Vidas inteiras em olhares

Atletas, turistas e até mesmo autoridades mostram em expressões como sentem os Jogos Olímpicos do Rio

Marco Ricca, O Estado de S.Paulo

17 Agosto 2016 | 03h00

Fico observando os atletas naquele espaço de tempo onde eles tomam suas posições para a largada. Os gestos, as mandingas, os tiques. E ainda mais, quando possível, seus olhares. Os olhos, estes que nunca mentem. São todos esportistas talhados, treinados, preparados psicologicamente para, após um longo processo, o fato. O instante único. Assustador.

E antes mesmo da largada avisto os primeiros deslizes. O momento em que se percebe, em alguns, um flutuar em seus olhos. Não são mais obstinados. Estão perplexos. E passam a ser observadores onde deveriam ser apenas observados. Engolidos pelo gigantismo do evento, olham tudo como se o tempo estivesse suspenso. E tudo é muito rápido. Anos e anos, e é do céu ao inferno em segundos, minutos. Que vida!

Parece que só os fortes sobrevivem. Que têm a capacidade de abstrair o entorno e focam numa mira treinada obsessivamente. O que pensam estes jovens, antes, durante e depois? Difícil decifrar.

Mas eis aí um esporte a que me dedico. Tentar fazer uma leitura do que se passa na mente, na cachola dos indivíduos em seus limites. Impossível? Talvez. Venho treinando permanentemente. Não é um esporte de resultados precisos. Não há recordistas nem medalhistas. Mas há uma satisfação em tentar compreender o outro. Olhar para o outro. Com complacência. Talvez tenha adquirido este vicio por força do ofício. É um pouco perigoso, diria, pois pode dar margem a prejulgamentos. E isso não serve apenas para os atletas nesta Olimpíada. Vários profissionais e voluntários sofreram o abuso do meu olhar. Devorei seus comportamentos, atitudes, emoções.

Estava no Rio de Janeiro durante a abertura dos Jogos. Decretaram feriado. Saí andando pelas ruas, olhando turistas felizes. Um aparato de segurança pronto para uma guerra. Jovens com farda do Exército com fuzis enormes, espalhados pelas esquinas, todos com cara de indefesos.

E à noite fui assistir à abertura pela TV. Ainda acompanhando os que ali se apresentavam e tentando formular as minha conclusões. Pude ver os olhos plácidos de Paulinho da Viola dignificando a nossa história. E sua revolucionária versão para o nosso Hino – que eu tinha esquecido como é bonito. A Gisele, o Caetano, o Gil, a Anitta, os bailarinos da Deborah Colker. Estavam todos ali entregues, eu li em seus olhos.
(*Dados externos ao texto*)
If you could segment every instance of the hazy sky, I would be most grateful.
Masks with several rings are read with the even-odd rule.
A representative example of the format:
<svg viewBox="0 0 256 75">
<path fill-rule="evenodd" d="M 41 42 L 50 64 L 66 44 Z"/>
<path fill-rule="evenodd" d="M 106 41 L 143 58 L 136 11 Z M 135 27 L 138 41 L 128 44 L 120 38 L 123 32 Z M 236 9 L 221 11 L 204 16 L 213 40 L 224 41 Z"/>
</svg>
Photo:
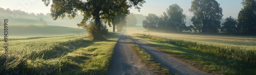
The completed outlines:
<svg viewBox="0 0 256 75">
<path fill-rule="evenodd" d="M 169 5 L 177 4 L 183 9 L 183 13 L 191 16 L 188 12 L 192 0 L 145 0 L 141 11 L 133 8 L 130 9 L 131 13 L 147 16 L 148 13 L 153 13 L 160 16 L 165 12 Z M 223 18 L 231 16 L 237 18 L 238 14 L 242 8 L 242 0 L 217 0 L 222 8 Z M 50 13 L 50 6 L 46 7 L 41 0 L 1 0 L 0 7 L 11 10 L 20 10 L 28 13 L 46 14 Z"/>
</svg>

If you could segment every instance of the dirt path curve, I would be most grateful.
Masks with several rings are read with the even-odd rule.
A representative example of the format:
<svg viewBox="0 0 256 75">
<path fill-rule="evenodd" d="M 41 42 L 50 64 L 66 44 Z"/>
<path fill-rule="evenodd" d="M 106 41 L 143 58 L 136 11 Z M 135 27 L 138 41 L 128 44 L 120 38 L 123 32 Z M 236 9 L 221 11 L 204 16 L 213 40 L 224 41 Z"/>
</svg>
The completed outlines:
<svg viewBox="0 0 256 75">
<path fill-rule="evenodd" d="M 179 75 L 210 74 L 198 70 L 177 58 L 170 57 L 168 54 L 165 54 L 155 48 L 146 44 L 141 40 L 137 39 L 137 38 L 132 36 L 129 36 L 129 37 L 136 44 L 144 49 L 157 61 L 161 63 L 165 67 L 169 68 L 169 72 L 171 73 L 176 73 Z"/>
<path fill-rule="evenodd" d="M 140 62 L 129 43 L 125 36 L 120 36 L 115 48 L 113 62 L 108 74 L 155 74 Z"/>
</svg>

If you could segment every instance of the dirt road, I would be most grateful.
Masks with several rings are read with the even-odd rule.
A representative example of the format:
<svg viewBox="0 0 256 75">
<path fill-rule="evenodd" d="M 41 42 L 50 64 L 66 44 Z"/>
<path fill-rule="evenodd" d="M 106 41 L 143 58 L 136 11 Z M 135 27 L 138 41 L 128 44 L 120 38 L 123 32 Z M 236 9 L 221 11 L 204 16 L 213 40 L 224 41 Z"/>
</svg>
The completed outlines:
<svg viewBox="0 0 256 75">
<path fill-rule="evenodd" d="M 155 74 L 140 62 L 124 35 L 120 38 L 114 51 L 110 75 Z"/>
</svg>

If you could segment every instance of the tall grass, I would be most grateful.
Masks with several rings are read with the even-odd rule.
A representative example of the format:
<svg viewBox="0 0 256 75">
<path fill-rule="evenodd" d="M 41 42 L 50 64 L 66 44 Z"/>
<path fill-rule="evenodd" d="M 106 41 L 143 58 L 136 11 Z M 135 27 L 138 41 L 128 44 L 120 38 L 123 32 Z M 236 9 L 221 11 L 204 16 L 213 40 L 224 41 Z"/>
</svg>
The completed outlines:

Mas eis que milhões ou bilhões de espectadores viram a imagem de nosso interino presidente, afundado numa cadeira. Sem mesmo ser anunciado. Olhos fixos. Um pouco assustado, mas muito bem treinado, sem esboçar nenhuma emoção. Nem mesmo quando decretou abertos os Jogos, numa velocidade de narrador de corrida de cavalos, e a vaia correu solta. Nada o abalou. Sentou e ficou ali, impávido. Por vezes aplaudiu. E deu pra ver o que se passava na cachola da autoridade.

O que Michel Temer pensava? Eu sei, pois venho treinando isso quase uma vida. E conheço bem estes personagens, encenei três Shakespeare na minha vida. Como se aprende com o Bardo. Mas não posso contar para vocês. Uma coisa posso adiantar: ele não vai para o encerramento. Ele, como sabemos é capaz de tudo, mas passar por isso de novo... O que vocês acham?